Mr. Yost

September 23rd, 2017 at 7:52 PM ^

Especially when a couple of those were proooobably pretty legit.

BUT!

That's how it goes. I'll take it! Michigan's got hosed by the refs enough in the past year that it's nice it wasn't us this time.

corundum

September 23rd, 2017 at 8:07 PM ^

Yeah, I was mostly talking about all the late hits and cheap shots. I'm an Ohio U fan and watched their entire game last week and saw the same dirty shit in that contest as well.

borninAnnArbor

September 23rd, 2017 at 7:53 PM ^

O'Korn had a great game, and those who have been pulling for him to start will undoubtedly become for vocal. I thought it would fun to come up with a name for this group. Mostly because I find dad jokes and wordplay funny.

My thoughts: O'Korn whole gamers. Or the O'Korn Brogues. Any other suggestions?

KennyGfanLMAO

September 23rd, 2017 at 7:58 PM ^

I posted two interviews of both quarterbacks before the season and pointed out that O'Korn had a lot of confidence, and that I wouldn't be surprised if he started. People made fun of me for making this decision based on an interview, but now I think we have a new way to scout who the starters should be...

vertiGoBlue

September 24th, 2017 at 8:35 AM ^

O'Kornucopians: a sect of M fans who believe that - in a world in which John O'Korn is M's starting QB - their lives will be overflowing with fruit and vegetables, and, most importantly, victories.

O'Kornutopians: a sect of M fans who believe that - in a world in which John O'Korn is M's starting QB - their lives (and, most importantly, M's offense) will be truly ideal.

UnO'Kornians: a sect of M fans who believe that John O'Korn is a mythical, flying horse-like being with a single, sparkly horn growing from the middle of his forehead and a rainbow-like mane & tail. As such, they believe him to have magical abilities including the ability to render poison water potable and the ability to heal sickness.

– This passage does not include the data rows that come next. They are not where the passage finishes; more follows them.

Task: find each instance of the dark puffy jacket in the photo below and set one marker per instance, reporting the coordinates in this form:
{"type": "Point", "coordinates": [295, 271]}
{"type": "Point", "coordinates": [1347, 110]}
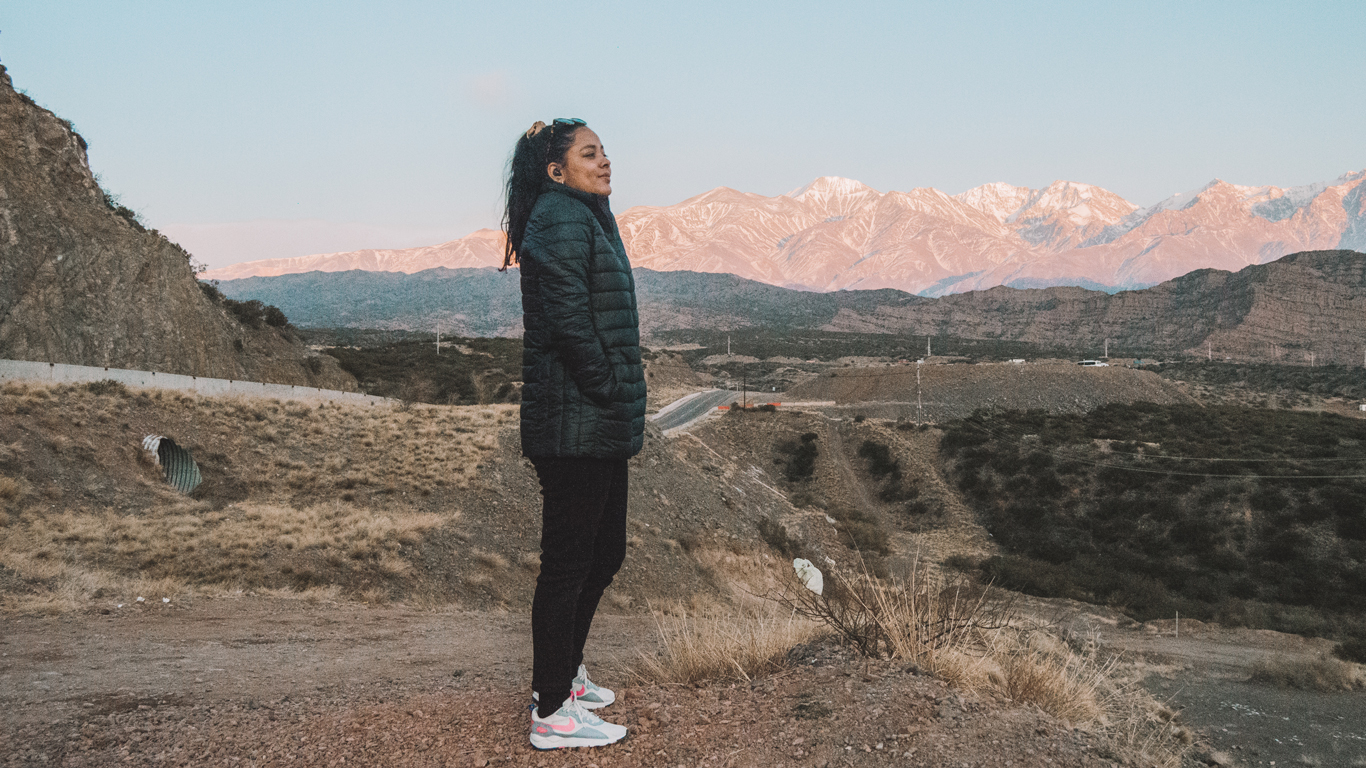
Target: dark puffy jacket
{"type": "Point", "coordinates": [583, 384]}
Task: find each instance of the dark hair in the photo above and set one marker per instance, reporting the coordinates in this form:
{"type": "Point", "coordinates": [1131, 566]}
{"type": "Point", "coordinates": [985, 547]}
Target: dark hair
{"type": "Point", "coordinates": [536, 149]}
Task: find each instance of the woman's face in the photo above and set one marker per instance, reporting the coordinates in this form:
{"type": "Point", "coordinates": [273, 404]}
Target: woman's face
{"type": "Point", "coordinates": [586, 167]}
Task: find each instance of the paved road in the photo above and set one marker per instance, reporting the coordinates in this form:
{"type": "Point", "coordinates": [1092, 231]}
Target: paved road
{"type": "Point", "coordinates": [693, 406]}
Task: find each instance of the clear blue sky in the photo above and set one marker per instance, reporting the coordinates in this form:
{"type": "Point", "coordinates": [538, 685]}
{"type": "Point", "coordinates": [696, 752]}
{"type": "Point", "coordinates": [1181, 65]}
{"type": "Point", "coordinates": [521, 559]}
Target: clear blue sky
{"type": "Point", "coordinates": [264, 129]}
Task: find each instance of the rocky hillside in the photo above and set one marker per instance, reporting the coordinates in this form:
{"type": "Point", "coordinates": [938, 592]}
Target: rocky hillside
{"type": "Point", "coordinates": [84, 282]}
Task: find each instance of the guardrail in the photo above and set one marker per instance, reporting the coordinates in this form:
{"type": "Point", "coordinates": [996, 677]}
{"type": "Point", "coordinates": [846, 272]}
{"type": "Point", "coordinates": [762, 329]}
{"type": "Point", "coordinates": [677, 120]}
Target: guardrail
{"type": "Point", "coordinates": [62, 373]}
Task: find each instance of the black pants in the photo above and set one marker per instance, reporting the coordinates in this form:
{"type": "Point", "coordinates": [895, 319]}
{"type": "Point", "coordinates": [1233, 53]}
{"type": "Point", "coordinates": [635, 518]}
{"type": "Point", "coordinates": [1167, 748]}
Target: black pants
{"type": "Point", "coordinates": [582, 547]}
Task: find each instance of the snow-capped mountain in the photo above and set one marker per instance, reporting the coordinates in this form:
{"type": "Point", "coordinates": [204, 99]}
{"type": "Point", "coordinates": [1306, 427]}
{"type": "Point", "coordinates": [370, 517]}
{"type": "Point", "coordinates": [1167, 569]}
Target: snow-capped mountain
{"type": "Point", "coordinates": [480, 249]}
{"type": "Point", "coordinates": [838, 234]}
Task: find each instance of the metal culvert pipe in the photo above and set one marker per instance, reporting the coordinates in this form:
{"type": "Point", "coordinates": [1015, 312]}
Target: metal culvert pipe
{"type": "Point", "coordinates": [176, 463]}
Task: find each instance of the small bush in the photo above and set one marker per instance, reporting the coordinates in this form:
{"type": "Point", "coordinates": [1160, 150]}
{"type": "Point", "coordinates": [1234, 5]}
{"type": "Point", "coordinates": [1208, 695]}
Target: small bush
{"type": "Point", "coordinates": [801, 463]}
{"type": "Point", "coordinates": [735, 648]}
{"type": "Point", "coordinates": [1353, 649]}
{"type": "Point", "coordinates": [107, 387]}
{"type": "Point", "coordinates": [880, 461]}
{"type": "Point", "coordinates": [1321, 674]}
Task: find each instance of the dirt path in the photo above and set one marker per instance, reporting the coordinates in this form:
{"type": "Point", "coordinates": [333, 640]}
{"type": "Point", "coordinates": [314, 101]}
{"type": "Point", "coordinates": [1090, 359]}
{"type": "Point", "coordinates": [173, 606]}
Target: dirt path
{"type": "Point", "coordinates": [258, 649]}
{"type": "Point", "coordinates": [271, 682]}
{"type": "Point", "coordinates": [1204, 674]}
{"type": "Point", "coordinates": [847, 470]}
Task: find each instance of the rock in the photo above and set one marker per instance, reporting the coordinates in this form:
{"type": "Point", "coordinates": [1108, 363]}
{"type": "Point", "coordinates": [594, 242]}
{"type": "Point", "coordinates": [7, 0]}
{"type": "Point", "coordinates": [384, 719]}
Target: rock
{"type": "Point", "coordinates": [84, 282]}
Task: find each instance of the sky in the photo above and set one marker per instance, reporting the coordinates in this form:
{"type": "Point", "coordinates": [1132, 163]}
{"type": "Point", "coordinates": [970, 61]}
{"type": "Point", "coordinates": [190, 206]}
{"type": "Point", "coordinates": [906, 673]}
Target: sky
{"type": "Point", "coordinates": [261, 129]}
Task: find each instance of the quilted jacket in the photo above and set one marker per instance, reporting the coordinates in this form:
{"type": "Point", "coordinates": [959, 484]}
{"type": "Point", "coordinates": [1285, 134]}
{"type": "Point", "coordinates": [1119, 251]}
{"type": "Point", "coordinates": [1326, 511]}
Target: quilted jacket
{"type": "Point", "coordinates": [582, 380]}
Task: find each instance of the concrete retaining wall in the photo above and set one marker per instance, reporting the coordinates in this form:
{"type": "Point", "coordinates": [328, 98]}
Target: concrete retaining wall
{"type": "Point", "coordinates": [56, 373]}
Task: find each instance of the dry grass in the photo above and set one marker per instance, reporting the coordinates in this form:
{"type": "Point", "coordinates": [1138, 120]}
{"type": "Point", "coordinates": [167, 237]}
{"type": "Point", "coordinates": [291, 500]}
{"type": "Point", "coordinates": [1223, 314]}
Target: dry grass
{"type": "Point", "coordinates": [1321, 674]}
{"type": "Point", "coordinates": [77, 556]}
{"type": "Point", "coordinates": [297, 498]}
{"type": "Point", "coordinates": [977, 641]}
{"type": "Point", "coordinates": [721, 647]}
{"type": "Point", "coordinates": [11, 488]}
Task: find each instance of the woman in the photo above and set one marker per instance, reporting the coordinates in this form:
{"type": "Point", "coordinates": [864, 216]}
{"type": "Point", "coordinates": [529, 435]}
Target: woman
{"type": "Point", "coordinates": [582, 407]}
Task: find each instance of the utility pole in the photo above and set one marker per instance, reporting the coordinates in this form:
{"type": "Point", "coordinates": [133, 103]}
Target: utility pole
{"type": "Point", "coordinates": [920, 405]}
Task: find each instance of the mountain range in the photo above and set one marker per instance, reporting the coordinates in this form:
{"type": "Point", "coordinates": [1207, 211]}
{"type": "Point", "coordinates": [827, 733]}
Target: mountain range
{"type": "Point", "coordinates": [1301, 305]}
{"type": "Point", "coordinates": [839, 234]}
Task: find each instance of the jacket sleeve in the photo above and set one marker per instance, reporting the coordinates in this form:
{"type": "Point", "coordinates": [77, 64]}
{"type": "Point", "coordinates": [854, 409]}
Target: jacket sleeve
{"type": "Point", "coordinates": [568, 317]}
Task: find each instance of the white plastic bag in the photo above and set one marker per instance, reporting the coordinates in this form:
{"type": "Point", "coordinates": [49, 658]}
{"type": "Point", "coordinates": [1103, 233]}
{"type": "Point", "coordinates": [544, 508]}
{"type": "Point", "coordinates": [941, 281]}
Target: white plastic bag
{"type": "Point", "coordinates": [809, 574]}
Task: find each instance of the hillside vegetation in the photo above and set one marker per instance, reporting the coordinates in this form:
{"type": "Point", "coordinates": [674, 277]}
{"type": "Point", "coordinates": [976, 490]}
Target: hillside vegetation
{"type": "Point", "coordinates": [1242, 515]}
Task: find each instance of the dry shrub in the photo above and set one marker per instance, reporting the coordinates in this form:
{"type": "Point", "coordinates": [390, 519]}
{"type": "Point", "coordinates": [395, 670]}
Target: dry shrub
{"type": "Point", "coordinates": [11, 488]}
{"type": "Point", "coordinates": [193, 544]}
{"type": "Point", "coordinates": [974, 640]}
{"type": "Point", "coordinates": [721, 647]}
{"type": "Point", "coordinates": [1066, 686]}
{"type": "Point", "coordinates": [1320, 673]}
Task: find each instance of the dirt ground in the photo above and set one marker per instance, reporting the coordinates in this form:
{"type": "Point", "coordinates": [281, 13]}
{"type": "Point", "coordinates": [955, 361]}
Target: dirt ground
{"type": "Point", "coordinates": [256, 681]}
{"type": "Point", "coordinates": [260, 681]}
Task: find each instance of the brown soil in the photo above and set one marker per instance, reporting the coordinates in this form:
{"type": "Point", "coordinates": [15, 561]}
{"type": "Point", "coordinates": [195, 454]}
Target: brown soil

Note that there is a rather large overlap between those who self-identify as O'Kornucopians and those who self-identify as O'Kornutopians. Those who despise fruits and vegetables (particularly winter squash) typically self-identify as O'Kornutopians only.

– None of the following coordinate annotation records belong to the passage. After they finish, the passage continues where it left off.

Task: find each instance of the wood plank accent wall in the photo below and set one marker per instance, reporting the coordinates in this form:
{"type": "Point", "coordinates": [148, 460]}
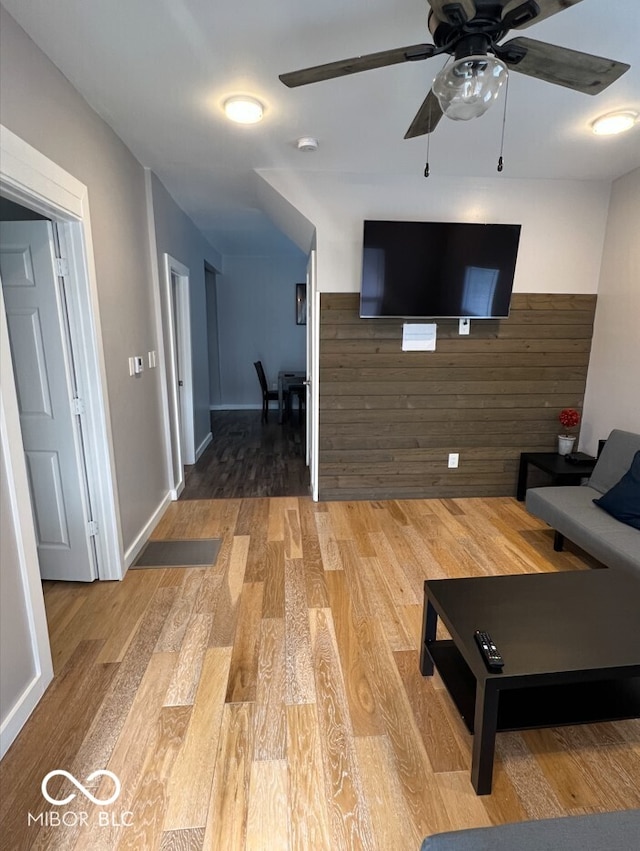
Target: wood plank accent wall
{"type": "Point", "coordinates": [389, 419]}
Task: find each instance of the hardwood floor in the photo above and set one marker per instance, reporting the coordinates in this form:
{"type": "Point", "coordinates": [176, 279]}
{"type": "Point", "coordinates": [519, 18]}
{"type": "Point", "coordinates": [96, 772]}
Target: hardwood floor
{"type": "Point", "coordinates": [274, 701]}
{"type": "Point", "coordinates": [249, 458]}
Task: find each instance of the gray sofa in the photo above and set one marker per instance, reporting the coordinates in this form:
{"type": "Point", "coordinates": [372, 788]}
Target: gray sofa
{"type": "Point", "coordinates": [573, 514]}
{"type": "Point", "coordinates": [617, 831]}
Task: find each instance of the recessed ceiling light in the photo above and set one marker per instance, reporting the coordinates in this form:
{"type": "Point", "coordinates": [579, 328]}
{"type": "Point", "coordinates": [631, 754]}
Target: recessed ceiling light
{"type": "Point", "coordinates": [614, 122]}
{"type": "Point", "coordinates": [243, 110]}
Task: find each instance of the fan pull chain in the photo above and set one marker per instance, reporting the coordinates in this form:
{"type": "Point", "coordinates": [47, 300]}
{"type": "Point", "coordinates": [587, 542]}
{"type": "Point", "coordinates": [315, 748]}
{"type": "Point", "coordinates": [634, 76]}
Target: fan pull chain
{"type": "Point", "coordinates": [504, 121]}
{"type": "Point", "coordinates": [426, 165]}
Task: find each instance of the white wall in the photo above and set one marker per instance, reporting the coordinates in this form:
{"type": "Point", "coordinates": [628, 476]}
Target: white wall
{"type": "Point", "coordinates": [40, 106]}
{"type": "Point", "coordinates": [612, 398]}
{"type": "Point", "coordinates": [177, 236]}
{"type": "Point", "coordinates": [563, 221]}
{"type": "Point", "coordinates": [257, 321]}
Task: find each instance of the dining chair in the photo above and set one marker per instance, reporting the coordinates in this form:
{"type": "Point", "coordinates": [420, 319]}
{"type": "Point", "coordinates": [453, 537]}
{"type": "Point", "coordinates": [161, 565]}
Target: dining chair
{"type": "Point", "coordinates": [267, 395]}
{"type": "Point", "coordinates": [300, 392]}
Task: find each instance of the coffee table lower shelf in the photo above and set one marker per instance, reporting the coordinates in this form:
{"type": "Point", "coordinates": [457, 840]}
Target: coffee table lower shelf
{"type": "Point", "coordinates": [533, 707]}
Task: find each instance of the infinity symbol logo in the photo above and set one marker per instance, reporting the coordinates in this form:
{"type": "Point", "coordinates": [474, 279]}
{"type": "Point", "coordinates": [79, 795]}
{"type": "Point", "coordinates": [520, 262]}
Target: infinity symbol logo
{"type": "Point", "coordinates": [82, 788]}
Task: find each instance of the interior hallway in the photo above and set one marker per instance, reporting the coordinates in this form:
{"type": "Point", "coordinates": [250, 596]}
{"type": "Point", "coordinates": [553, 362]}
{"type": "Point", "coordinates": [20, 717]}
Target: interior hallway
{"type": "Point", "coordinates": [249, 458]}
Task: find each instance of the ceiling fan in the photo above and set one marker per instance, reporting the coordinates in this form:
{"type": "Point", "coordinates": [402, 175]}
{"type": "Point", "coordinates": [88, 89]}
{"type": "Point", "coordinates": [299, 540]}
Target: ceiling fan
{"type": "Point", "coordinates": [469, 30]}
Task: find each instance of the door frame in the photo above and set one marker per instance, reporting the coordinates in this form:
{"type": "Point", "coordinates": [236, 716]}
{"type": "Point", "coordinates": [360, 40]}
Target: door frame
{"type": "Point", "coordinates": [33, 180]}
{"type": "Point", "coordinates": [177, 349]}
{"type": "Point", "coordinates": [313, 371]}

UnO'Kornians, however, are a singular and - not surprisingly - rather fringe group.

MayOhioEatTurds

September 23rd, 2017 at 8:24 PM ^

From inept to fully functional offense with the change of a single player.

O'Korn felt pressure, avoided a lot of pressure, found open receivers in spite of pressure, delivered the ball to said receivers, and damn--he was on target. 

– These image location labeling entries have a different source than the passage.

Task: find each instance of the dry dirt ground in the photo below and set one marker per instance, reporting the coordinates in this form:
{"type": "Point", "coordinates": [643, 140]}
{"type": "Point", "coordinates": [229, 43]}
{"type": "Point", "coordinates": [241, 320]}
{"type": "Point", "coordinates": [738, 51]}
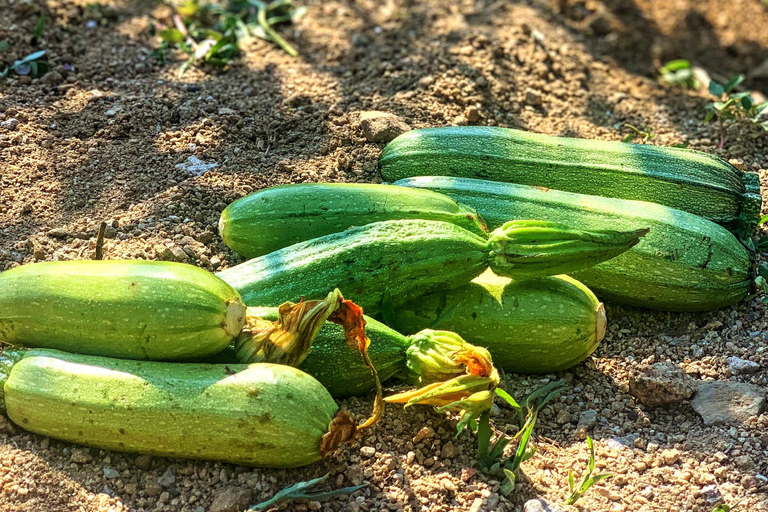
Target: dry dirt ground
{"type": "Point", "coordinates": [99, 139]}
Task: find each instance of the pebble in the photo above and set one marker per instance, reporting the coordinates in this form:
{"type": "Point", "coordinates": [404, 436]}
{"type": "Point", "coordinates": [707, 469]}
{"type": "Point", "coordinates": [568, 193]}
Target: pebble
{"type": "Point", "coordinates": [728, 403]}
{"type": "Point", "coordinates": [587, 420]}
{"type": "Point", "coordinates": [542, 505]}
{"type": "Point", "coordinates": [740, 366]}
{"type": "Point", "coordinates": [661, 383]}
{"type": "Point", "coordinates": [231, 499]}
{"type": "Point", "coordinates": [381, 126]}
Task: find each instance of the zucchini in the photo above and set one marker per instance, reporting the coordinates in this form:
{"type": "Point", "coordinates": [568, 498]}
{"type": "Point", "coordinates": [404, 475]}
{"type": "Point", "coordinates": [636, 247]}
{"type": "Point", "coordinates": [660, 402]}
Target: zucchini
{"type": "Point", "coordinates": [536, 326]}
{"type": "Point", "coordinates": [685, 263]}
{"type": "Point", "coordinates": [262, 414]}
{"type": "Point", "coordinates": [130, 309]}
{"type": "Point", "coordinates": [421, 357]}
{"type": "Point", "coordinates": [277, 217]}
{"type": "Point", "coordinates": [688, 180]}
{"type": "Point", "coordinates": [403, 259]}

What a relief.  I think we found another Kaepernick. 

I hope we found another Kaepernick . . . .

Cdat33

September 23rd, 2017 at 8:51 PM ^

He avoided some pressure. He made some nice throws. He also had to manage the offense against a bad defense and his passes were usually on one read. Maybe that's how this offense should have been with Wilton. That said I'm not sure that a one read pass offense is going to work long term. Glad the bye week is here.

 

707oxford

September 24th, 2017 at 2:03 AM ^

I think everyone here is overlooking the only QB who was truly perfect on the day: Brandon Peters.

1/1, zero turnovers, 100% completion rate, every single throw he made converted a first down. The only thing that could stop him in this game was the clock.